# wisconsin woodchucks



## dbl612 (Feb 18, 2013)

all i can say is amazing. how do people with no demo experience get to take down a structure of that size. we should have a contest to count the safety violations or how long before the bosslady has a nervous breakdown. trying to be capitalists with no capitol.


----------



## pioneergunner (Feb 18, 2013)

*Bosslady*

Bosslady is annoying and i wish they would just cut that part out and show more Shelby and his hot blond helper!


----------



## dbl612 (Feb 18, 2013)

pioneergunner said:


> Bosslady is annoying and i wish they would just cut that part out and show more Shelby and his hot blond helper!
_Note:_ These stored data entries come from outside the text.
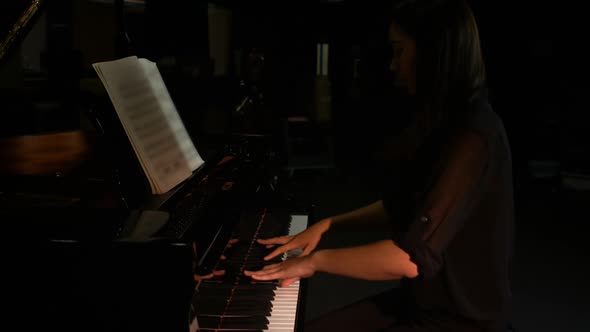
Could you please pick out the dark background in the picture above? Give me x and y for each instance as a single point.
(537, 64)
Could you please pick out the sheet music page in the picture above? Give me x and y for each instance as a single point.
(186, 144)
(142, 112)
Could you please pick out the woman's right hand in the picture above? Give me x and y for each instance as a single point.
(306, 240)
i think they should get the bosslady up in the air on the cupola sections that they are cutting off and there would be a lot less screaming for everyone to hurry up.


----------



## Milkweed Seed (Feb 24, 2013)

They should drop a side of that building on dingbat and leave it on her there:angry2: that crevis Can't Understand Normal Thinking


----------



## bigcat (Feb 25, 2013)

I can't believe OSHA is not just parked on the job?


----------



## Milkweed Seed (Feb 25, 2013)

OSHA isn't there because it's a movie set not a work site.... It's scripted 100%


----------



## mybowtie (Feb 25, 2013)

Milkweed Seed said:


> OSHA isn't there because it's a movie set not a work site.... It's scripted 100%



The whole show is a joke, and fake...


----------



## Milkweed Seed (Feb 25, 2013)

mybowtie said:


> The whole show is a joke, and fake...



Yeah but we #######s keep tunning in every Sunday cause it's more entertaining than all the other fake programs on tv:msp_sneaky:


----------



## mikey517 (Feb 25, 2013)

Milkweed Seed said:


> Yeah but we #######s keep tunning in every Sunday cause it's more entertaining than all the other fake programs on tv:msp_sneaky:



Walking Dead is better....so was Downton Abbey (don't laugh!)

And they both air at the same time slot as Ax...


----------